Glueing operation for r-matrices, quantum groups and link-invariants of Hecke type

TL;DR

This paper introduces a new associative glueing operation for solutions of the Quantum Yang-Baxter Equation of Hecke type, extending to quantum groups, vector spaces, and link-invariants, enabling systematic construction of complex invariants.

Contribution

It presents a novel glueing operation for R-matrices, quantum groups, and link invariants, facilitating the construction of complex structures from simpler ones.

Findings

Defined an associative glueing operation for R-matrices of Hecke type.

Extended the operation to quantum groups and quantum vector spaces.

Constructed link-invariants using a state-sum model with Boltzmann weights.

Abstract

We introduce an associative glueing operation $\oplus_q$ on the space of solutions of the Quantum Yang-Baxter Equations of Hecke type.

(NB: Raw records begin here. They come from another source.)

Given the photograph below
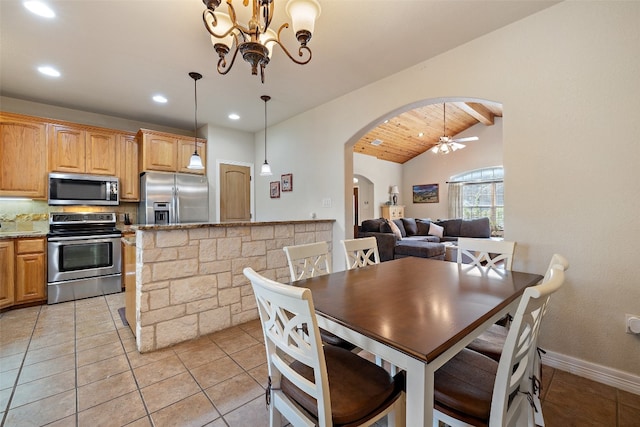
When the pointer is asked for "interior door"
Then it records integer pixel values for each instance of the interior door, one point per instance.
(235, 193)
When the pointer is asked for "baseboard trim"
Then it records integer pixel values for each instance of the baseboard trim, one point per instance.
(602, 374)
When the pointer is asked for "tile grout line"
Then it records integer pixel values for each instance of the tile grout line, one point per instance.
(15, 384)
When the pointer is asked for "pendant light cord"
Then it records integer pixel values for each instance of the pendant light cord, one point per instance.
(265, 98)
(195, 129)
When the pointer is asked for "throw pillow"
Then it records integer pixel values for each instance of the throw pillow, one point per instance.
(410, 226)
(395, 230)
(422, 227)
(400, 225)
(435, 230)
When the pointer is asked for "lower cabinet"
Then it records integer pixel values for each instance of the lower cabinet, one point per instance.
(31, 267)
(23, 267)
(7, 279)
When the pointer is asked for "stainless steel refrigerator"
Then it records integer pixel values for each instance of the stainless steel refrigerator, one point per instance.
(173, 198)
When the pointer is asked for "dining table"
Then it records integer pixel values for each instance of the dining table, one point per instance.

The corresponding glueing operations for the associated quantum groups and quantum vector spaces are also found. The former involves $2\times 2$ quantum matrices whose entries are themselves square or rectangular quantum matrices. The corresponding glueing operation for link-invariants is introduced and involves a state-sum model with Boltzmann weights determined by the link invariants to be glued. The standard $su(n)$ solution, its associated quantum matrix group, quantum space and link-invariant arise at once by repeated glueing of the one-dimensional case.